In order to set aside a Will after a person has died, a Caveator (the person attacking the Will) has three courses of action under the law. First, he can assert that the Testator (the person making the Will) was incompetent mentally to make a Will. This claim is mostly a medical issue, but the competency can also be proved by lay witnesses who can testify about a person’s ability to know who their family is, what their property consists of, and how they wish to dispose of it at death.  Secondly, they can allege that the Will was procured by “undue influence.” Finally, they can allege that the Will was not executed properly such as failing to follow the appropriate North Carolina Statutes in the formality of the signing of the Will.

In this brief article, we will discuss only the second prong of attack, which is undue influence.

Undue influence has been defined in North Carolina as “a fraudulent influence over the mind and will of another to the extent that the professed action is not freely done but is in truth the act of the one who procures the result.” That definition is helpful, but the Courts go on to give us various factors they consider as indicators of undue influence having been exerted by someone on a Testator who is making a Will.  Those factors include:

  1. The old age and physical or mental weakness of the Testator at the time the Will is signed.
  2. The Testator at the time the Will is signed is living in the home of the beneficiary of the Will and subject to that person’s constant association and supervision.
  3. Other people such as other family members or close friends have little or no opportunity to see the Testator during a significant period of time leading up to the signing of the Will.
  4. The Will is different from a prior Will and revokes that prior Will in a way that excludes people from receiving property who are not otherwise excluded from receiving the property.
  5. A new Will is made in favor of a person who has no ties to the Testator by blood or marriage.
  6. The new Will disinherits and excludes the natural heirs of the person such as a spouse or children.
  7. The person who benefits from the Will is the one who made the arrangements to have the Will prepared by contacting the attorney or otherwise managing and coordinating the process of obtaining the Will.

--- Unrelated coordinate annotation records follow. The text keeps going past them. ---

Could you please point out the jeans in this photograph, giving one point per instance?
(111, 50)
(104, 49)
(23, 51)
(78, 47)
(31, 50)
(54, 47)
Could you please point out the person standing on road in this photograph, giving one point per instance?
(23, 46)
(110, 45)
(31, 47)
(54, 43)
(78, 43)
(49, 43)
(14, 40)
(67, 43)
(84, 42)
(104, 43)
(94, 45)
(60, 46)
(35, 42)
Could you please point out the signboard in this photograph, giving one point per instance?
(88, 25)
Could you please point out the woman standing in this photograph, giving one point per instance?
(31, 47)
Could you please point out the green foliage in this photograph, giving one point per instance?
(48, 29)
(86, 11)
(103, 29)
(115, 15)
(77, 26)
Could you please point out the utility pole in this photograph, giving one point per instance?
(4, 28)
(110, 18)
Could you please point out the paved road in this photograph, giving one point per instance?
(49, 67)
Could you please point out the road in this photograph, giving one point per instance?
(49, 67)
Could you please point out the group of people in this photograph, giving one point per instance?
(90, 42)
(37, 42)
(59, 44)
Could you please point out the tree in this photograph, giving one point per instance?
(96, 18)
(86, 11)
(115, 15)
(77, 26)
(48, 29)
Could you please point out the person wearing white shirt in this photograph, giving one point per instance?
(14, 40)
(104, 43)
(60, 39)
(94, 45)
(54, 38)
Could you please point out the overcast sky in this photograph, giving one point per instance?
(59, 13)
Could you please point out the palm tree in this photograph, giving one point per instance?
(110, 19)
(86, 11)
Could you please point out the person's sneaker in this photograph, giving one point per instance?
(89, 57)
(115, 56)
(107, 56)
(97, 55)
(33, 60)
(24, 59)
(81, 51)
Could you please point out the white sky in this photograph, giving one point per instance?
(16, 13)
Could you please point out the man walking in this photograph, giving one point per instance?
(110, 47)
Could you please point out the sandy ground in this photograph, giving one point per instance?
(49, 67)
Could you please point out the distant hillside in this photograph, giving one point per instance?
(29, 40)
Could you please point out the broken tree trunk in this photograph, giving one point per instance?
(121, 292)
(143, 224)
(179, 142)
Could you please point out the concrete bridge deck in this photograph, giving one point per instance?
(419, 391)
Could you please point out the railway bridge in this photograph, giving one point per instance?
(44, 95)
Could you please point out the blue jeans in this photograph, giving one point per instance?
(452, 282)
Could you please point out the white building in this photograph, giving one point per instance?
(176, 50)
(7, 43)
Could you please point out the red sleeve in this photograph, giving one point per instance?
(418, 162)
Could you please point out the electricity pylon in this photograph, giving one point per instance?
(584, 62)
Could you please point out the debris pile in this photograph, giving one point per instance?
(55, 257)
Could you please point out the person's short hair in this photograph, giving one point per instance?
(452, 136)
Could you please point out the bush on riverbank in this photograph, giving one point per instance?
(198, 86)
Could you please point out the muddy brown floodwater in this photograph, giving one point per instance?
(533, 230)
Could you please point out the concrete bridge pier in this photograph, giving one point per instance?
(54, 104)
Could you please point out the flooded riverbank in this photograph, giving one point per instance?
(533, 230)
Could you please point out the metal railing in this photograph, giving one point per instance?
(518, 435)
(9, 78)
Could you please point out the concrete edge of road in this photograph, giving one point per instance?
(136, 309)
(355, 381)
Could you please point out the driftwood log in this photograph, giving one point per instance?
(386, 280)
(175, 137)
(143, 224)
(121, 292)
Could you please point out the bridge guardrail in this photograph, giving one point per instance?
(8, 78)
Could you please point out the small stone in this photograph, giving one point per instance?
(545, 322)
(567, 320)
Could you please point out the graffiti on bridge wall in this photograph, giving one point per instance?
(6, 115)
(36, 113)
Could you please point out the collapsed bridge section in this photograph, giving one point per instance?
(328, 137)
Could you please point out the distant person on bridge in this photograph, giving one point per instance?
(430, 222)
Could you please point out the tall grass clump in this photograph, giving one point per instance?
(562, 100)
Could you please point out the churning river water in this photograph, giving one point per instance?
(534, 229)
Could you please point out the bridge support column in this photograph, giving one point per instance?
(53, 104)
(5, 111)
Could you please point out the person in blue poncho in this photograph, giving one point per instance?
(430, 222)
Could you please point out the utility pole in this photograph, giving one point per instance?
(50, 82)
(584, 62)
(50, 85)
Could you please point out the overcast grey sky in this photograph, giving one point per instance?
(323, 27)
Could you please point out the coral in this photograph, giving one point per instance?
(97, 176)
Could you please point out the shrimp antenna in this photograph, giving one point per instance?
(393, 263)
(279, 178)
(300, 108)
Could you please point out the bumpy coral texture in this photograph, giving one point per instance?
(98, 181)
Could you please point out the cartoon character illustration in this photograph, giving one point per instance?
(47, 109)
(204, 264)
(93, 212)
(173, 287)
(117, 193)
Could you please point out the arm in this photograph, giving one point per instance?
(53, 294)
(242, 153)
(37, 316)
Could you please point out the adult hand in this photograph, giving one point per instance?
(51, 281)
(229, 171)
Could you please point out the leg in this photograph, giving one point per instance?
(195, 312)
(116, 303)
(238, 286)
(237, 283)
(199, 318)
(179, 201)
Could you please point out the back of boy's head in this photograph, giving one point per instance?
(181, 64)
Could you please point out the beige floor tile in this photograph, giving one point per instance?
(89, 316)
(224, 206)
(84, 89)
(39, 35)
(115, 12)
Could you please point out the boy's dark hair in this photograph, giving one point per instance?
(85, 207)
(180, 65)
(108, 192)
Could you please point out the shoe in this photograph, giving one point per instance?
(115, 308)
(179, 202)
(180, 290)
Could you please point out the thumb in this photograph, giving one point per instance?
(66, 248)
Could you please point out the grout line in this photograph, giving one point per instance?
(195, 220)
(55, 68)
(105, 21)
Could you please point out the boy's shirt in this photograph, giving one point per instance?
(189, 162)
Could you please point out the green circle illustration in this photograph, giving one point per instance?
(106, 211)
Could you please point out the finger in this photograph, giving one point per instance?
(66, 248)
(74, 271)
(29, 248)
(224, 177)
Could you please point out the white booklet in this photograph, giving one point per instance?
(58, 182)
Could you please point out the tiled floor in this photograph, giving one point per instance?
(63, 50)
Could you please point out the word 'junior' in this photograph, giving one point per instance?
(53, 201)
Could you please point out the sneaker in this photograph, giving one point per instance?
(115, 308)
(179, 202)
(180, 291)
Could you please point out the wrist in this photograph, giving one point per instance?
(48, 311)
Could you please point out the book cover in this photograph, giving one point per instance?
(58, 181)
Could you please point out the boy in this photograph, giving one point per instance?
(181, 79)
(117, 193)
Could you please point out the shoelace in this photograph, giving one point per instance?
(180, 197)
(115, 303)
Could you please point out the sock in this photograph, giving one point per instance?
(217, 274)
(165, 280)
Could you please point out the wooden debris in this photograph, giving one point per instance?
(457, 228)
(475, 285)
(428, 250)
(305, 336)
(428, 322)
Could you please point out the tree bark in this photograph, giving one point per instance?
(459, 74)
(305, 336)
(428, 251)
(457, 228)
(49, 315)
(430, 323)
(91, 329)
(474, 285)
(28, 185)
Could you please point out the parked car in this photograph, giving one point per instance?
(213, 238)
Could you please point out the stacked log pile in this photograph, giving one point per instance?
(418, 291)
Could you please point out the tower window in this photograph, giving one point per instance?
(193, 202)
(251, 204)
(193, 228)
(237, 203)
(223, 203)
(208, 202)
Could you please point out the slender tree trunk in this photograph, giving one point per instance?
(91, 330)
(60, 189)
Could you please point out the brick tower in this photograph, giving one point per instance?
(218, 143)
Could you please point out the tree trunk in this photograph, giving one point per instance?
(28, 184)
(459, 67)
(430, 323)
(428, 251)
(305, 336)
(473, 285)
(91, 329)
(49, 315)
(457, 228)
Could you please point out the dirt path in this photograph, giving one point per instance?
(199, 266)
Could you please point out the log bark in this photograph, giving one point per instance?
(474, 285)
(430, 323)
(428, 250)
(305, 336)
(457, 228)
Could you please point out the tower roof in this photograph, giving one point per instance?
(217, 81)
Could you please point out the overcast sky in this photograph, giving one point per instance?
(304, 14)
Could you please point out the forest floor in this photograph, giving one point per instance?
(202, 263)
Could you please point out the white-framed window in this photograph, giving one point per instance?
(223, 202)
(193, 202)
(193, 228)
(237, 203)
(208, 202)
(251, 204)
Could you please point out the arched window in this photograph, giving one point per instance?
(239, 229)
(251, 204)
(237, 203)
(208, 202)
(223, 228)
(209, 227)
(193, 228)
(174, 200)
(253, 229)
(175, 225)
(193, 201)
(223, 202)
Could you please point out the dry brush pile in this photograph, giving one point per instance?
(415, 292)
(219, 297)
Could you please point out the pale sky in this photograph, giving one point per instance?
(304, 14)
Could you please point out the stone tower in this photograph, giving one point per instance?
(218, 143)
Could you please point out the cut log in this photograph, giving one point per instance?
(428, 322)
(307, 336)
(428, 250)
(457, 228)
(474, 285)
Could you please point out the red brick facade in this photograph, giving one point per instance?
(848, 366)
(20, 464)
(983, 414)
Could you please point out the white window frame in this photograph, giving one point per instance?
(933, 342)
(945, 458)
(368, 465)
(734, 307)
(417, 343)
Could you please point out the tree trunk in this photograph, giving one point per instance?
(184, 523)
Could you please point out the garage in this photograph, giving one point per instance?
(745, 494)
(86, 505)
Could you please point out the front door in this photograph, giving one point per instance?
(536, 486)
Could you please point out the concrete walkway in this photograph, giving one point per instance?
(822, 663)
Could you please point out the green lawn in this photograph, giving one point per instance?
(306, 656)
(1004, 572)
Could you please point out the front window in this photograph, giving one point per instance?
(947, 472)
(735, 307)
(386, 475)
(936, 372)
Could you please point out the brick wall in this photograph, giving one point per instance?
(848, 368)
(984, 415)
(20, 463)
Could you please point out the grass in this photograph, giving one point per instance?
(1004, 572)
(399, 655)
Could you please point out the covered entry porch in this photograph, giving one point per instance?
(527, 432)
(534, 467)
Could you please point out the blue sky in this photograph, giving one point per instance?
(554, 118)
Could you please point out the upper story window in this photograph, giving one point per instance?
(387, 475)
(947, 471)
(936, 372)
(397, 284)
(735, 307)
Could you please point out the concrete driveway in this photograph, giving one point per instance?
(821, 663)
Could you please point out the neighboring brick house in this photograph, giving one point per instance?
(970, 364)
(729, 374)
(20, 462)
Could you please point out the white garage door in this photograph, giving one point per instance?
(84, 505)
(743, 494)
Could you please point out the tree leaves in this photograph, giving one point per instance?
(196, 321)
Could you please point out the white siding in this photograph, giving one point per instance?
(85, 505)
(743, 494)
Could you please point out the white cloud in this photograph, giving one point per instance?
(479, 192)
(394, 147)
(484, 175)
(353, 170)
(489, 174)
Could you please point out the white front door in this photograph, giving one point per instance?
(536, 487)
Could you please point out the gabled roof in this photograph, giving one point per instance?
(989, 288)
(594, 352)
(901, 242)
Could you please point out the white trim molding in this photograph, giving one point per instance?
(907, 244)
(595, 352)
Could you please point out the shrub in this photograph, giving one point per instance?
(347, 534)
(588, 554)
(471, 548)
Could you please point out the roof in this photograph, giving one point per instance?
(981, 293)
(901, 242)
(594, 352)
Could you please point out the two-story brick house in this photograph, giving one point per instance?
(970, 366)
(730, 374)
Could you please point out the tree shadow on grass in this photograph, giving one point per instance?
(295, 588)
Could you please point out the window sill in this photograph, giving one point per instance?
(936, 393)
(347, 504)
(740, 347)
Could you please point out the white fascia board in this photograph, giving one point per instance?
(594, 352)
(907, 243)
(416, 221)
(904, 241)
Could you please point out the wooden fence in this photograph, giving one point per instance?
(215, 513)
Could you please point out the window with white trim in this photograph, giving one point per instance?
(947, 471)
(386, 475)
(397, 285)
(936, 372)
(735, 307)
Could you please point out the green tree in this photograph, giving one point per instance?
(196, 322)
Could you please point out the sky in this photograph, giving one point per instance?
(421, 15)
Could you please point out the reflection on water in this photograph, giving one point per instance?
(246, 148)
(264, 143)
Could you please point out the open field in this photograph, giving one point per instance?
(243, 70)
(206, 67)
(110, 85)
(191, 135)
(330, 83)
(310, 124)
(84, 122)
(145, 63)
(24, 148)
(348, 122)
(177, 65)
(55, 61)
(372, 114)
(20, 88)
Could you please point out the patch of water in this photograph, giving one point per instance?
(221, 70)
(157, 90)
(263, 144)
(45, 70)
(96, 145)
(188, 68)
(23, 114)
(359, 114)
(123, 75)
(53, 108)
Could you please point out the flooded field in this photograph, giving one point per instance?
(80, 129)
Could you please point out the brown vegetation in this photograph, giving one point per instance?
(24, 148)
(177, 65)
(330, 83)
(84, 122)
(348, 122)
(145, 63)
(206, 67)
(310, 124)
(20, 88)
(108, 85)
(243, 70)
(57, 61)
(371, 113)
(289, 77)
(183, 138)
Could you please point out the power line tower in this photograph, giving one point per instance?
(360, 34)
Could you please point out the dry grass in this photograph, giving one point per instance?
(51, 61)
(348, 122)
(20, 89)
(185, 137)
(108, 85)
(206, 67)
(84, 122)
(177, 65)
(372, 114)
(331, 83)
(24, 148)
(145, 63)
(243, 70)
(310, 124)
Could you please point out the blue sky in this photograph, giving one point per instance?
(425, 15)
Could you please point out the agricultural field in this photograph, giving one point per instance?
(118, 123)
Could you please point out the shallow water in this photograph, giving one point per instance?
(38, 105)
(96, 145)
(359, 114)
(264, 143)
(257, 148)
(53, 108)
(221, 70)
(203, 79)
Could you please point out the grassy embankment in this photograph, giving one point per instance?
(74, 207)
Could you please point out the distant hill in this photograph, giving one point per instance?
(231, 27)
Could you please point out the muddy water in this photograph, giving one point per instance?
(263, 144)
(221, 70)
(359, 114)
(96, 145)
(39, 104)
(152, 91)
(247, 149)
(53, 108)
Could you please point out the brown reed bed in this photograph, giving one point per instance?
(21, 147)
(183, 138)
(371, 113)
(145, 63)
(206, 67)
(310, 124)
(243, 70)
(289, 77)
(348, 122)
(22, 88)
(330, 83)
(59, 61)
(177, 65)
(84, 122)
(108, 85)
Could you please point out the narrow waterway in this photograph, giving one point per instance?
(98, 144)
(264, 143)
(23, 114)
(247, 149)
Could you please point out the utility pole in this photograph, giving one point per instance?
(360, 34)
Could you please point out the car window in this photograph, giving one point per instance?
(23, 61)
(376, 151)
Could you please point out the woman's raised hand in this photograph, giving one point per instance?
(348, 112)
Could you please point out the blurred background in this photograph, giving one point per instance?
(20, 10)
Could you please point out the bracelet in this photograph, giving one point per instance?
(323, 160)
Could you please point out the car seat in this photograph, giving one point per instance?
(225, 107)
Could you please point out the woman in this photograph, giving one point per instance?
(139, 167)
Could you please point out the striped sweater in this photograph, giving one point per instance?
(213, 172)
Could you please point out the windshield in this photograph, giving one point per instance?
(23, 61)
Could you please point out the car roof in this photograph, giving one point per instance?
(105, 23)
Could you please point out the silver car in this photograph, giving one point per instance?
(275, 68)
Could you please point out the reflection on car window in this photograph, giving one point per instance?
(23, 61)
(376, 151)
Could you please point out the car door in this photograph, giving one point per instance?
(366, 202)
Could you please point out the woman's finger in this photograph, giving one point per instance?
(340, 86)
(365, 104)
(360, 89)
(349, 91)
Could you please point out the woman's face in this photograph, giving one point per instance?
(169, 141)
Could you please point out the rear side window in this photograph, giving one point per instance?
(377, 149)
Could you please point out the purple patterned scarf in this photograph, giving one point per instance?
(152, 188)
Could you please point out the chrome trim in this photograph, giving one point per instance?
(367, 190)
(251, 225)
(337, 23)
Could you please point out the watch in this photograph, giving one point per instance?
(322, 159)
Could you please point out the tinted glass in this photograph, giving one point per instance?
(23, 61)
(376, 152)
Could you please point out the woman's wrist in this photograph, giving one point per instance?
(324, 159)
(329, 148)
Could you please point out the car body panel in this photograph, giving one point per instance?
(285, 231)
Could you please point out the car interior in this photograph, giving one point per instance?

In order to succeed in a Will Caveat action asserting undue influence, a Caveator is not required to show by evidence the existence of each and every factor described above. Rather a combination of these factors taken as a whole can show undue influence where just one of the factors alone might be insufficient.

In a recent North Carolina Court of Appeals case, the Propounder of a Will was also the primary caregiver to the person who had signed the Will, and there was substantial evidence that she had prevented other family members and close friends from visiting the Testator before the signing of the Will. Such evidence can certainly cause a jury to come to the conclusion that the Will in question was the subject of undue influence. However, that factor alone might not be enough unless it was also true that the Will in question disinherited other natural heirs and differed from a prior Will in a significant way.

The point is that when trying to prove undue influence, the more of the seven factors stated above that are present in a Will Caveat, the more likely a jury would conclude a Will was procured as the result of undue influence.